Soil pH and Lime

I picked up another 50 acres to plant next year. The previous renter chisel plowed the soybean stubble, went broke, and gave up their rented ground. First thing I did was pull soil tests, I have never really worked with sandy ground before, but wow, the P and K levels are ok, calcium is way down and the pH average is 5.6 with a low of 5.1 and a high of 6.2. The field is unprotected from the wind so I don't want to spread lime in the winter. I was thinking about trying a band-aid fix and putting in 300lbs/acre of pellet lime mixed in and put in row with dry fertilizer and planting corn. Anybody else try this? Results? If it works out then this fall then I will spread 2tons/acre calacitic beet lime and chisel plow it in.
 
That'll give you 15000 lbs of lime to get into the hoppers along with seed and other fertilzer. Your corn will need N. Some will be present due to previous year soybeans. To get that N as well as additionally applied N to move around better in the soil you should add some water soluable calcium.
 
Guy chiseled the ground after harvest and went broke that fast! It would be nice if more people thought ahead just a little wouldn't it?
I have no experience doing what you mentioned, so this is just a dumb opinion. It can be dangerous enough putting fert. in row, that my gut feeling is it's too much of a risk to really complicate the mix with lime.
I assume you have to fit the ground some since it's been chiseled. No one around here will spread chiseled ground. How about having a good dose spread after you fit in the spring, and maybe hit it again. Timing may not be optimum, but at least you'll have it on for the future, without jeopardizing the crop.
 
The pellet lime works good, 300lb/ acre is a fairly strong rate in my opinion, but I have used 400lb/ acre.

BUT, my 2 cents, corn doesn't really care about the PH near as much as soybeans.

If you do use the pell lime, I wouldn't band it, that will really concentrate where the lime is, probably throwing the PH to far the wrong way where you applied it, and not do any good everywhere else
 
I'm assuming you will be putting this down 2x2 in a band?

Lets say you will be affecting 4 inch wide band, out of 30 inches. Lime doesn't move much.....

So, you are covering about 14% of the land with the lime. Or, your 300lbs would be like spreading 2000lbs per acre of lime.

You are figuring you have a sweet strip with some fertilizer for the plant to get to. But - by the time you get 300lbs of lime down, will there be room for much fert any more? How much can you put down, 2x2 total???

If you sidedress N, it won't be in that sweet spot, and won't get the benifit of the banded lime. As with any P & K in your soils. Your crop roots will be in an interesting set of bands that are good & poor. I think you have a real good test plot for a university study, to find out what the heck your corn would find out of the soil in those conditions!

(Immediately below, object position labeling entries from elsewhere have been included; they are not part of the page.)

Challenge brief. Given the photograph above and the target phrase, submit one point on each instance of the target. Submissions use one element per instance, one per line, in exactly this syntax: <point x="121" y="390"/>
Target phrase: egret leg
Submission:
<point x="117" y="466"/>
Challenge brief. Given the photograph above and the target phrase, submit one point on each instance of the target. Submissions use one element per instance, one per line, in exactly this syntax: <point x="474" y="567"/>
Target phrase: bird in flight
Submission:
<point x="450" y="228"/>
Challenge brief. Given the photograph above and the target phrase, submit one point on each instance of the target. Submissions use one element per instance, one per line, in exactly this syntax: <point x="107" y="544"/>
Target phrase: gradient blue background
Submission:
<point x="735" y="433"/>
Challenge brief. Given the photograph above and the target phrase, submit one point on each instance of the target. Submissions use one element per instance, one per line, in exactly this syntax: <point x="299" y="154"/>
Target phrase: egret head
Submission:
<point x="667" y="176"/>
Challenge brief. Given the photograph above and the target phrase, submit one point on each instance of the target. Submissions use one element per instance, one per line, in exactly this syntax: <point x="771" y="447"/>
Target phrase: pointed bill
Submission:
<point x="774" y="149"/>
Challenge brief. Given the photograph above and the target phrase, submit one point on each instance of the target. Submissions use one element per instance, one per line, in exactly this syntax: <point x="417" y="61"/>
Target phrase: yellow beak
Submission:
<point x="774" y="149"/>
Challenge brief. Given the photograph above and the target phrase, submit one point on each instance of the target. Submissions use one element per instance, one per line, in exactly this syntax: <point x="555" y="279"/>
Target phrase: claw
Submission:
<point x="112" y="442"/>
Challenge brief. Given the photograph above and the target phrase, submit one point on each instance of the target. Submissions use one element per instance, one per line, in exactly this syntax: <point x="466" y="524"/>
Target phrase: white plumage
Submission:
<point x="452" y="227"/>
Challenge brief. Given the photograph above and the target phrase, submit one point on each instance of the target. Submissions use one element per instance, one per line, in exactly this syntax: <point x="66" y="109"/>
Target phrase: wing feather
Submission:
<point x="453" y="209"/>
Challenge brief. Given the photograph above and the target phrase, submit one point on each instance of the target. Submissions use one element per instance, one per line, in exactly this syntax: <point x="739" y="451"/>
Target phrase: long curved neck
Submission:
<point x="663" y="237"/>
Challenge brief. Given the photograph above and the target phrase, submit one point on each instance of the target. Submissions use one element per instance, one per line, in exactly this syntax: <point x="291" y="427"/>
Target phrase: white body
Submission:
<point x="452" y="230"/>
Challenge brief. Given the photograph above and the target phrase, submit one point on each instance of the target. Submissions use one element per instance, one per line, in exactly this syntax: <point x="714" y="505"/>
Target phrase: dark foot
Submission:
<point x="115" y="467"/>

I'd tend to say the heck with the wind, & broadcast regular lime now.

But I live in a limestone area, never have had to worry about lime. So what do I know?

AND: Looks like in Hawaii in their odd soils, a band of lime is as good as broadcasting - tho they used cultivation to work it over better, so I might be all wet.

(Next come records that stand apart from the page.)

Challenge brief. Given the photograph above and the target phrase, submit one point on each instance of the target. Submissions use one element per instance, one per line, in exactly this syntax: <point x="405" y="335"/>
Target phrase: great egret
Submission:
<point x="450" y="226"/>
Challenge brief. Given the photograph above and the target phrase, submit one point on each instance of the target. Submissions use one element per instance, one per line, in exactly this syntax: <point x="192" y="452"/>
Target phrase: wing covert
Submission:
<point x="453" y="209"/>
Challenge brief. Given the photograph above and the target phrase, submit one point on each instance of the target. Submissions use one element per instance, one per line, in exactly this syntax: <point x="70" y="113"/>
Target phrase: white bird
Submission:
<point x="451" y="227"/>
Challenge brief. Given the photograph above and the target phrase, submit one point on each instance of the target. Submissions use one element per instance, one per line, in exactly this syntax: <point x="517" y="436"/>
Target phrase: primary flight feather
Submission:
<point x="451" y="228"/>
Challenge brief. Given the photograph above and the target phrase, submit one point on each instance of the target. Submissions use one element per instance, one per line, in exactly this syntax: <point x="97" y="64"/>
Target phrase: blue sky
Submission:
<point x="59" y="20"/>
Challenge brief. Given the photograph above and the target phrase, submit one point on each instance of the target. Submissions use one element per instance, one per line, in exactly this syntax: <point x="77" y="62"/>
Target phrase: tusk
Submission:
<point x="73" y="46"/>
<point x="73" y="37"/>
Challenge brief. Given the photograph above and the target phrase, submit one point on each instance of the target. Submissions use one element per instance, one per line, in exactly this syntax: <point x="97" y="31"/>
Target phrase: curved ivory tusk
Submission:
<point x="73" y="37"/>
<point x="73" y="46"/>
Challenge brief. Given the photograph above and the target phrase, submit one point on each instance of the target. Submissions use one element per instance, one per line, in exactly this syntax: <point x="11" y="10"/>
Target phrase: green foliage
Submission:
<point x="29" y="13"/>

http://www.springerlink.com/content/w574mg2m7324kj80/

The OSU is more in my line of thinking, that lime doesn't help the plant, it helps the soil, so you need to actually put it throught the soil, not in a small band.

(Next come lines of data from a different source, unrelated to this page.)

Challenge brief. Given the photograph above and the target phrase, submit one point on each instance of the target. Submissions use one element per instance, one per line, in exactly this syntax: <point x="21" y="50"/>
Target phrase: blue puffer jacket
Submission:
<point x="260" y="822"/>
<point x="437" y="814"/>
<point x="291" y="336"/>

http://corn.osu.edu/story.php?setissueID=287&storyID=1706

--->Paul
 
Kevin is right the corn doesnt care. Instead of wasting money on the high price pell lime just wait and spread like normal. If you are worried about it, plant corn a couple years untill you get the ph where you are comfortable.
bill
 
Sorry about the long delay, but you guys do have some good points and guess I wasn't really thinking about the whole picture, with the sidedressed nitrogen not being where the lime is and the root growth issue. I wonder if they would grow with the row rather than across due to soil differences. I may have my own science experiment going here. The field is split by a lane running down the middle, I may try getting the 300lbs/acre spread on the south half (lowest pH numbers), and on the north splitting it again into half and on the north east (spot with the highest pH numbers) no lime, north west putting lime in with the fertilizer. Worst case I pay my rent and walk away at the end of the year.

As far as nitrogen goes I always sidedress it. Had to find some use for my old worn out cultivator. Scrap the shovels and reuse the frame.

And, I don’t know how many will read this but I asked a question this spring about an old neighbor that spread urea, then his planter broke so he wanted to plant soybeans into the field with 200lbs/acre urea on it. He got 22bu/acre but the beans were 32 to 41 inches tall. He thought because they were tall he was going to get 60bu beans.
 
Years ago when we did red kidneys, Dad planted some on an OLD sod-(pasture) they were the biggest, thickest plants you ever saw- never even set any pods!